Acquérir un appartement pour le retaper entièrement, relier entre elles des chambres de bonnes dans un immeuble haussmannien pour en faire un appartement avec vue imprenable sur les toits de PARIS, sont des projets enthousiasmants, qui ne doivent pas faire oublier que la copropriété est régie par des règles strictes et complexes.

Si l'article 9 de la loi du 10 juillet 1965 reconnaît à chaque copropriétaire le droit d'user et de jouir librement des parties privatives et des parties communes, c'est à la condition expresse et essentielle de ne pas porter atteinte ni aux droits des autres copropriétaires, ni à la destination de l'immeuble.

Ainsi en va-t-il notamment des travaux que chaque copropriétaire peut être amené à réaliser dans son lot.

Si ces travaux ne concernent que les seules parties privatives : embellissements, création d'une nouvelle pièce par la pose d'une cloison, réfection de la salle de bain par exemple..., ils ne requièrent aucune autorisation du Syndicat des Copropriétaires.

En revanche, dès que les travaux envisagés affectent les parties communes ou l'aspect extérieur de l'immeuble, l'article 25 b) de la loi du 10 juillet 1965 impose au copropriétaire concerné de recueillir au préalable l'autorisation du Syndicat des Copropriétaires, statuant à la majorité des voix de tous les copropriétaires.

Il s'agit par exemple de travaux visant à ouvrir une porte dans un mur commun, à réaliser un duplex en perçant la dalle séparant deux étages, à réaliser le branchement d'une VMC sur un conduit de cheminée, installer des canalisations d'eaux et des gaines d'électricité pour créer un appartement en réunissant plusieurs chambres de bonnes, etc...

La première difficulté consiste à identifier les parties communes susceptibles d'être affectées par les travaux.

Si certaines ne posent aucun problème, tels que par exemple les murs porteurs, ou la dalle plancher, il n'en va pas de même de certains conduits, tels que les conduits de cheminée.

Les parties communes sont énumérées par le règlement de copropriété, ainsi que par l'article 3 de la loi de 1965.

Certains Syndics, peu désireux de surcharger l'Assemblée de demandes de travaux, n'hésitent pas à disqualifier certaines parties communes en parties privatives, sans pour autant étayer leur analyse.

Dans le doute, il convient de solliciter l'autorisation de l'Assemblée Générale en envoyant en lettre recommandée avec accusé de réception au Syndic une demande d'inscription de cette autorisation à l'ordre du jour au visa des dispositions de l'article 10 du décret du 17 mars 1967.

Il est alors indispensable de joindre à cette demande un projet de résolution.

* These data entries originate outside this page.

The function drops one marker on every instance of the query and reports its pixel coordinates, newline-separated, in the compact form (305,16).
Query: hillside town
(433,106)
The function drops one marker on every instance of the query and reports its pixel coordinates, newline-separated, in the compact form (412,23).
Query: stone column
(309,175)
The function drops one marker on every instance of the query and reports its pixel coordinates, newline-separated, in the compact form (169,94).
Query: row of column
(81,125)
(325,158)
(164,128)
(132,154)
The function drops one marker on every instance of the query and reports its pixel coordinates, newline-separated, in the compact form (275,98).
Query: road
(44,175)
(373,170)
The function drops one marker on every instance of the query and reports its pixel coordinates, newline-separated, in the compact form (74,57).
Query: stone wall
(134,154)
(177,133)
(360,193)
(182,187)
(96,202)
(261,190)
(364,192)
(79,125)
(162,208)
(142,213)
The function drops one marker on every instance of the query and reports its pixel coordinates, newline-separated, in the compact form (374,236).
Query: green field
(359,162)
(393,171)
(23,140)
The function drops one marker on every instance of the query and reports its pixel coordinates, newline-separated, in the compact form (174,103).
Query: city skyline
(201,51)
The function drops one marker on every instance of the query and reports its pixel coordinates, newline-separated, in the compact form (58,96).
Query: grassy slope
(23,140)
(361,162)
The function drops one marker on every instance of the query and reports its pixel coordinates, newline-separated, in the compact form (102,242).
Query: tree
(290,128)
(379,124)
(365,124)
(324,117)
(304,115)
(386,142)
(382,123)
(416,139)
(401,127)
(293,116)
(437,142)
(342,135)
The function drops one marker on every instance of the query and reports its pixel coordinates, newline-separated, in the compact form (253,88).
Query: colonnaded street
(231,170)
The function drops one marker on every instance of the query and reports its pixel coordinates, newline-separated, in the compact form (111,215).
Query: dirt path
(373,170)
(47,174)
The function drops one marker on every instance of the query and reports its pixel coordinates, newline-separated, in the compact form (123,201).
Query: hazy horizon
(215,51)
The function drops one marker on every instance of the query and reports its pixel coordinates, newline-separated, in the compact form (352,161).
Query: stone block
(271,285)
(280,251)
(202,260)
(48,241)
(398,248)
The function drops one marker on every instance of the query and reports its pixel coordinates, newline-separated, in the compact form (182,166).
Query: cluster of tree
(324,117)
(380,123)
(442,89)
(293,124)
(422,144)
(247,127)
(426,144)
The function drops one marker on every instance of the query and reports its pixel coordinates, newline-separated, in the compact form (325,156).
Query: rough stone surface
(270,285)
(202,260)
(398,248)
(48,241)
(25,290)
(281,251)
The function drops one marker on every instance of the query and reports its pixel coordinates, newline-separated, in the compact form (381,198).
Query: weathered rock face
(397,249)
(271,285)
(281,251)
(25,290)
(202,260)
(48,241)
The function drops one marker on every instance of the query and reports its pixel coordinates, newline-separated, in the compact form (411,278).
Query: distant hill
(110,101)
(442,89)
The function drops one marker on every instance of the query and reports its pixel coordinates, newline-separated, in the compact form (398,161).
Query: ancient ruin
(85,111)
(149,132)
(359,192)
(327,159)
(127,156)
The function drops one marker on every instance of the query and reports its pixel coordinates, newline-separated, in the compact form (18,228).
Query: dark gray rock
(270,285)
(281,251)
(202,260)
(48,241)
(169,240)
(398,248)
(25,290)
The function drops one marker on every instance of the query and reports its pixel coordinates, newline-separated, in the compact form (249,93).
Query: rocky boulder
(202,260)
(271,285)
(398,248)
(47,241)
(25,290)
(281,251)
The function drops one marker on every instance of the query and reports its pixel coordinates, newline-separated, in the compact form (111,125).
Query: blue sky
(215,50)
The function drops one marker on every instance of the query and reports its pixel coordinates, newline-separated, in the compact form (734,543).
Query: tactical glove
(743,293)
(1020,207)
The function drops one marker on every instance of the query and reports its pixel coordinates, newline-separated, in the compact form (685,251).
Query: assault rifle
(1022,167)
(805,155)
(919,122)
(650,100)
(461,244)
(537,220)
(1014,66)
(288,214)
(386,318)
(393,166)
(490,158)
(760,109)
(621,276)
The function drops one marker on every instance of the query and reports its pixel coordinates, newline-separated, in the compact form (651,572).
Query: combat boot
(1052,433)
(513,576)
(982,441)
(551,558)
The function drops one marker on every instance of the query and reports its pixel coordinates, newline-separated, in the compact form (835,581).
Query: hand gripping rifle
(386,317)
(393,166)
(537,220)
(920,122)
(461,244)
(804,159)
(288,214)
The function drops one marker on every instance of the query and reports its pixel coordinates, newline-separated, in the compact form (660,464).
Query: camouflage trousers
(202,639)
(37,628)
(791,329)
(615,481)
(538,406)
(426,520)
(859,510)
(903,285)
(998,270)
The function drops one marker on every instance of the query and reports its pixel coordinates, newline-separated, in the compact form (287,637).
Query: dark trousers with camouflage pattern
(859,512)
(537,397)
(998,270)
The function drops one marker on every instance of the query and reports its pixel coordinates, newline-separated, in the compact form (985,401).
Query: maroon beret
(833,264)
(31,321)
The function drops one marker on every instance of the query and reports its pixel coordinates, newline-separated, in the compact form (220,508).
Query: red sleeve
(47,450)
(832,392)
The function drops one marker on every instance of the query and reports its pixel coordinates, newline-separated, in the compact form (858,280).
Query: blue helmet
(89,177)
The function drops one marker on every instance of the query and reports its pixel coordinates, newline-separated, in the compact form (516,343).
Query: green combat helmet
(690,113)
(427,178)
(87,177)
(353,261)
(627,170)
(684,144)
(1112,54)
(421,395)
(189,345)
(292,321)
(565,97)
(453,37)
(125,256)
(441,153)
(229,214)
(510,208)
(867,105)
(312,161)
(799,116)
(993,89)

Le décret n°2010-391 du 20 avril 2010 a rajouté pour le copropriétaire demandeur l'obligation de communiquer au Syndic un document précisant l'implantation et la consistance des travaux.

Ces dispositions doivent désormais être rappelées par le Syndic à l'occasion de chaque appel de fonds.

Le projet de résolution sera notifié aux copropriétaires au plus tard en même temps que l'ordre du jour.

Si l'Assemblée Générale accorde son autorisation, le copropriétaire peut effectuer les travaux, sans pour autant en avoir l'obligation, de telle sorte qu'il peut renoncer à son projet.

L'Assemblée Générale peut refuser d'accorder l'autorisation de procéder aux travaux si elle estime qu'ils sont contraires à la destination de l'immeuble, ou qu'ils risquent d'en affecter la solidité.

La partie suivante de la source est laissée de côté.